Court Opinion

ID: 9424053
Source: CourtListenerOpinion
Date Created: 2023-08-02 23:10:05.109983+00
Date Added: 2024-06-11T17:22:47.873296
License: Public Domain

Me. Justice Hablan,
dissenting.
As one who has never agreed with the Miranda case but nonetheless felt bound by it,* I now find myself in the uncomfortable position of having to dissent from a holding which actually serves to curtail the impact of that decision.
I feel compelled to dissent because I consider that the new “retroactivity” ruling which the Court makes today is indefensible. Were I free to do so, I would hold that this petitioner is entitled to the benefits of Miranda, this case being before us on direct review and being one which had not become final prior to the decision of Miranda. See my dissenting opinion in *223Desist v. United States, 394 U. S. 244, 256 (1969); Linkletter v. Walker, 381 U. S. 618 (1965). But since as to the retroactivity issue I am also bound by Johnson v.
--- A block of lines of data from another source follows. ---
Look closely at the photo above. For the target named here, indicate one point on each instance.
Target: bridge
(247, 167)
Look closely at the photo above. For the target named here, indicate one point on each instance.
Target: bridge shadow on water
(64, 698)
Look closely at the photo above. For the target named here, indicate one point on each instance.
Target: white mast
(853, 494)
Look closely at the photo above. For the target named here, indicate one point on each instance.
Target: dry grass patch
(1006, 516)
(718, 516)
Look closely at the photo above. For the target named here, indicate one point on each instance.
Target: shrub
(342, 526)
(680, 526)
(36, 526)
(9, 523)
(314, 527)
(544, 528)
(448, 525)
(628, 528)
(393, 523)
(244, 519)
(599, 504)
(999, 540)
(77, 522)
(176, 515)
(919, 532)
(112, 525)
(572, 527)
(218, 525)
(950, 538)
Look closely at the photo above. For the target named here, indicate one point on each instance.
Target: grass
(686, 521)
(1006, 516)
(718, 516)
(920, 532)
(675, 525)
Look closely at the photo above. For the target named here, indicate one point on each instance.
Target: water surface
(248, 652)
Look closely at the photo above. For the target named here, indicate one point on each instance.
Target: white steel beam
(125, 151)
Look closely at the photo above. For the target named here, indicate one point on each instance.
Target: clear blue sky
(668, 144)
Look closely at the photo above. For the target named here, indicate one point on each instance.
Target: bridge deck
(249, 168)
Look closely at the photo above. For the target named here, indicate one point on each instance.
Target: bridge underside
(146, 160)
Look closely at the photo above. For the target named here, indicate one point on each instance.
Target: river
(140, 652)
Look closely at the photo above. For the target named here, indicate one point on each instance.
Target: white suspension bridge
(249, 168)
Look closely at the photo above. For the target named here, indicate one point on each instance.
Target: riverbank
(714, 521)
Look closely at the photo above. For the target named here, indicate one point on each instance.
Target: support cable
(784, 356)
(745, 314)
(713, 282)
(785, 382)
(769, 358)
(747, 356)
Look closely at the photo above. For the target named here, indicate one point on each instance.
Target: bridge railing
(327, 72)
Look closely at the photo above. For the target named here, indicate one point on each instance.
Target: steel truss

New Jersey, 384 U. S. 719 (1966), I must judge that issue within the confines of Johnson, which does not appear to have been overruled by what was done in Desist v. United States, supra.
In the Johnson case we held that the “guidelines” of Miranda should apply to all “persons whose trials had not begun as of June 13, 1966,” 384 U. S., at 734, the date on which Miranda was handed down. Today, however, the Court holds that Miranda does not apply to persons whose retrials have commenced after that date, if the original trial had begun before Miranda was decided. I find it quite impossible to discern in the rationale of Johnson any solid basis for the distinction now drawn.
The Court states that the retroactivity rule adopted in Johnson was “an effort to extend the protection of Miranda to as many defendants as was consistent with society’s legitimate concern that convictions already validly obtained not be needlessly aborted.” Ante, at 219. I too believe that a desire not to interfere with trials which were concluded or already under way at the time of Miranda lay at the core of what was done in Johnson. See 384 U. S., at 732-735. But that rationale would seem to require application of Miranda to subsequent retrials, rather than the contrary result mandated by the Court. When a defendant has had his pre-Miranda conviction set aside on other than Miranda grounds and is being retried, there is by hypothesis no “conviction . . . validly obtained” which might be “needlessly aborted” by application of the Miranda standards. There is no ongoing trial in which the prosecution’s strategy might have been premised on pre-Miranda confession rules.
*224I am also left wholly unpersuaded by the Court’s statement that application of Miranda to retrials would impose an intolerable “evidentiary burden” on prosecutors, for the Court ignores the fact that Miranda will impose a very similar burden whenever a defendant’s first trial has for one reason or another been substantially delayed and its commencement carried beyond the Johnson cut-off date.
Apart from the two propositions just discussed, the Court offers nothing in justification of its trial-retrial distinction beyond the general observation that the retro-activity “technique” necessarily entails “incongruities” which must be tolerated because of “the impetus the technique provides for the implementation of long overdue reforms, which otherwise could not be practicably effected.” Ante, at 218. But surely it is incumbent upon this Court to endeavor to keep such incongruities to a minimum. This in my opinion can only be done by turning our backs on the ad hoc approach that has so far characterized our decisions in the retroactivity field and proceeding to administer the doctrine on principle. See my dissenting opinion in Desist, supra. What is done today leads me again, see ibid., to urge that the time has come for us to take a fresh look at the whole problem of retroactivity.
I would reverse the judgment of the Supreme Court of Delaware. It would be less than frank were I not to say that I cast this vote with reluctance, feeling as I do about the unsoundness of Miranda.

See my dissenting opinion in Miranda v. Arizona, 384 U. S. 436, 504 (1966), and my concurring opinion in Orozco v. Texas, 394 U. S. 324, 327 (1969).